What 'optimization' really means in games

Aspects of optimization

Now that we have some idea about some of the most expensive effects in modern games, we can dig into what it takes to create a game that will, hopefully, end up being considered optimized.

Determining presets and system requirements

Graphics presets—the common ‘low’, ‘medium’, ‘high’, ‘very high’, ‘ultra’—are almost never directly comparable across games, but they are very important: they guide gamers who do not want to dive deep and adjust individual settings.

At Croteam, a basic 'medium' target is set early in a game’s development, based on hardware constraints and expectations, and all design and artwork adheres to that standard. Closer to release, the technical team then derives settings for each preset, trying to balance graphical splendor and performance at each level.

What I personally love about their approach is that they categorize each performance option as either CPU-bound, GPU-bound, or memory capacity-bound, rather than leaving it to the user to figure that out. While they try to design presets to accommodate a balanced PC, this approach makes it easier for gamers with a particularly strong or weak GPU or CPU to make effective use of their hardware.

Categorized performance settings from The Talos Principle.
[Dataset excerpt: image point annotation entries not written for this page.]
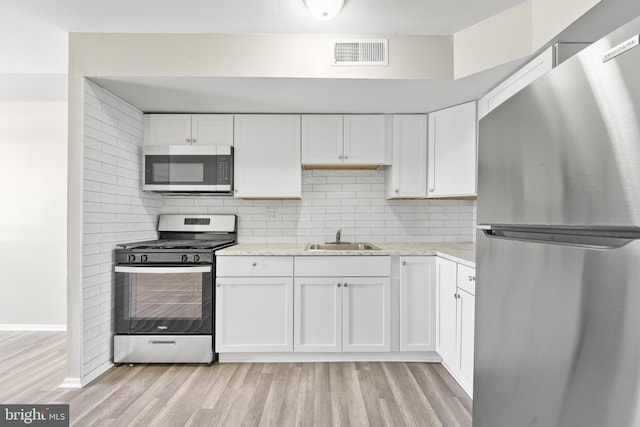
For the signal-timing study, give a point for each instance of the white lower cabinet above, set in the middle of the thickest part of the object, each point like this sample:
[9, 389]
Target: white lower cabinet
[254, 314]
[455, 295]
[317, 314]
[348, 314]
[417, 303]
[466, 320]
[254, 304]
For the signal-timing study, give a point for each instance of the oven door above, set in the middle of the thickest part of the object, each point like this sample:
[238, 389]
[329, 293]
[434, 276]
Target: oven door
[164, 299]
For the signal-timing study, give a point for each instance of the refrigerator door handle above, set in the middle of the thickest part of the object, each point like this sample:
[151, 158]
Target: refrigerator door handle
[591, 239]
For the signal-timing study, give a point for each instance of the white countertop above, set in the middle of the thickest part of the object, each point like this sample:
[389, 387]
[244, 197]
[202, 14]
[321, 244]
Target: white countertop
[464, 253]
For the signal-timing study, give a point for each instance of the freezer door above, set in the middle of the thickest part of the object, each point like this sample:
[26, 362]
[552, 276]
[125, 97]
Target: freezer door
[566, 149]
[557, 335]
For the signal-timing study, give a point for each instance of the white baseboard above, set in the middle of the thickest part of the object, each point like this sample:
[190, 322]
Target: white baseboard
[32, 327]
[71, 383]
[81, 382]
[96, 373]
[427, 356]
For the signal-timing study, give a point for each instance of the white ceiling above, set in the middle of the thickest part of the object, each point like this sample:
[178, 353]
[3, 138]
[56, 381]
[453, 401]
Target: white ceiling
[33, 39]
[33, 33]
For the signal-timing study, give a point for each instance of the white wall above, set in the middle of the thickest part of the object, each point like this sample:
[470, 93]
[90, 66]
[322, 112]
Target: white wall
[33, 235]
[115, 210]
[352, 200]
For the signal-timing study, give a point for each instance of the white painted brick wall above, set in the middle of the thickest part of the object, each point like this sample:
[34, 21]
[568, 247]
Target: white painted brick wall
[351, 200]
[115, 210]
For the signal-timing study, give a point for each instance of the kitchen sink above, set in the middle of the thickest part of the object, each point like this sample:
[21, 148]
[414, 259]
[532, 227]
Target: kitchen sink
[341, 247]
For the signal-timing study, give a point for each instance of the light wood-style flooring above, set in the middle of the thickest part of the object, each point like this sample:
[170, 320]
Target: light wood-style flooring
[32, 366]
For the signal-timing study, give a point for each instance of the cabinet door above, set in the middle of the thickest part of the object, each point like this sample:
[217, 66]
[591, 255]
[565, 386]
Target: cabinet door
[167, 129]
[267, 156]
[254, 314]
[467, 309]
[452, 152]
[446, 312]
[407, 175]
[365, 139]
[322, 139]
[317, 321]
[366, 314]
[417, 304]
[212, 129]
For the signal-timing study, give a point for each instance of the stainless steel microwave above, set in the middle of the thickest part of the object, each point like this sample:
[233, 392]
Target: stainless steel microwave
[187, 168]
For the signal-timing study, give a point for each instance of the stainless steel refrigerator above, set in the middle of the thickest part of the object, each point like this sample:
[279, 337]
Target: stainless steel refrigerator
[558, 263]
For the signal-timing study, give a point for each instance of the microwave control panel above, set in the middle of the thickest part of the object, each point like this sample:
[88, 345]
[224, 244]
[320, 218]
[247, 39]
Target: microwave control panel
[225, 170]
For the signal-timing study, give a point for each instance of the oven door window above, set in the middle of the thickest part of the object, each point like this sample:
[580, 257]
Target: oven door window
[167, 299]
[180, 170]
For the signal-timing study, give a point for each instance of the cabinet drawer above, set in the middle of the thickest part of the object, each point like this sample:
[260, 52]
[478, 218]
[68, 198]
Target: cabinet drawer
[254, 266]
[343, 266]
[467, 279]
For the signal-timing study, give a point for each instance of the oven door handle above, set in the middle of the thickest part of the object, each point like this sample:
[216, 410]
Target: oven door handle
[163, 270]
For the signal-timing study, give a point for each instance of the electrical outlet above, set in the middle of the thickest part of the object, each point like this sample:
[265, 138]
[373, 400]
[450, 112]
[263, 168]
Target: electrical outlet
[272, 214]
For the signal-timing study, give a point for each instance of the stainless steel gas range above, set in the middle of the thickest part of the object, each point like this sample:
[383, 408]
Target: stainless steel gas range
[164, 298]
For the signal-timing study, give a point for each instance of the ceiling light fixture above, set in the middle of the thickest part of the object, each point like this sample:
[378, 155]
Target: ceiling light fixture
[324, 10]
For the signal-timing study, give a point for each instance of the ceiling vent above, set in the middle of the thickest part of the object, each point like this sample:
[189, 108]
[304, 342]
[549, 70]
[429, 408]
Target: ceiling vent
[360, 52]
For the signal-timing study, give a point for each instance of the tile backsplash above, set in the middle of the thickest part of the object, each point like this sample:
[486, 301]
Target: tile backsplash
[351, 200]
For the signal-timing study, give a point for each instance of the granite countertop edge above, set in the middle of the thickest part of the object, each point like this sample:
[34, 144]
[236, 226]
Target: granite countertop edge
[463, 253]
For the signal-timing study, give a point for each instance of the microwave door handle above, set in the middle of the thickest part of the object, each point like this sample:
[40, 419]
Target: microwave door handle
[163, 270]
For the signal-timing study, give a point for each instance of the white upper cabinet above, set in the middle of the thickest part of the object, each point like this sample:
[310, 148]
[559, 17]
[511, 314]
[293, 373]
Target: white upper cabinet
[365, 140]
[407, 175]
[267, 156]
[514, 84]
[322, 139]
[332, 140]
[188, 129]
[214, 129]
[452, 147]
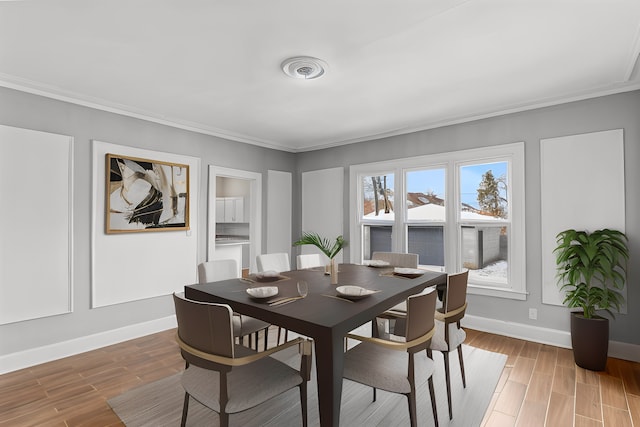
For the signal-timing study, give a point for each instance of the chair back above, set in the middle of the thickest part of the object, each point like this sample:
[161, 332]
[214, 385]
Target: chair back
[456, 291]
[278, 262]
[220, 269]
[207, 327]
[420, 314]
[397, 259]
[308, 261]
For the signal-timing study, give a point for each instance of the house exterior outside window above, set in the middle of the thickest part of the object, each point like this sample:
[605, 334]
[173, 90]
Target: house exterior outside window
[458, 210]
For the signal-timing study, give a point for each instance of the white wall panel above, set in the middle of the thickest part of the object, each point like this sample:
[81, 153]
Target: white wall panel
[582, 188]
[36, 187]
[279, 193]
[134, 266]
[322, 205]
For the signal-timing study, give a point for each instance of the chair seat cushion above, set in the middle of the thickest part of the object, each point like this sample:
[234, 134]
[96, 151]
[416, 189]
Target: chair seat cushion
[456, 337]
[247, 326]
[383, 368]
[248, 385]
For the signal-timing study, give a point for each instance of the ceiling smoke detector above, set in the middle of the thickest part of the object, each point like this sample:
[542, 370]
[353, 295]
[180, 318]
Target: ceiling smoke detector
[304, 67]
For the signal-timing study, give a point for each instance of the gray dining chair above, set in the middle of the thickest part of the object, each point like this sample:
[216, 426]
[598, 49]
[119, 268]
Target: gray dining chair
[395, 365]
[243, 326]
[278, 262]
[449, 335]
[229, 378]
[308, 261]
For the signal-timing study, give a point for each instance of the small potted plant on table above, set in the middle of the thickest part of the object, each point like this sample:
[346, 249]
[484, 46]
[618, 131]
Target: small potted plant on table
[591, 270]
[330, 249]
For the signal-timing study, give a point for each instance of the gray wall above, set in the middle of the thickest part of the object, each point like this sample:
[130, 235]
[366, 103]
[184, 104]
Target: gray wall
[84, 124]
[610, 112]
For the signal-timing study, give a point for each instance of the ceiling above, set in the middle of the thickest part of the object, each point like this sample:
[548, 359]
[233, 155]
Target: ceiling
[393, 66]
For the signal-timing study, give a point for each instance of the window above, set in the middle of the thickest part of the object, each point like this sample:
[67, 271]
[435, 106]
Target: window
[483, 221]
[377, 213]
[456, 210]
[426, 215]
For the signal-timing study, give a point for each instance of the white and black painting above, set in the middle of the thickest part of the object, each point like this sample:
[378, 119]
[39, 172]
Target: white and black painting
[146, 195]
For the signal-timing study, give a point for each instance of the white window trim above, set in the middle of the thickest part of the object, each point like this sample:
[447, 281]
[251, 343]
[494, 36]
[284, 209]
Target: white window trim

For QLOC, who mostly deal with porting existing console games to PC, the standard console settings usually translate to the 'medium' preset of the PC version, though some aspects might be tweaked to accommodate essential platform differences. Scalability options are then provided to whatever extent is feasible. Both presets and requirements are continuously evaluated throughout the optimization process, starting as soon as the renderer and other core features are tested and working.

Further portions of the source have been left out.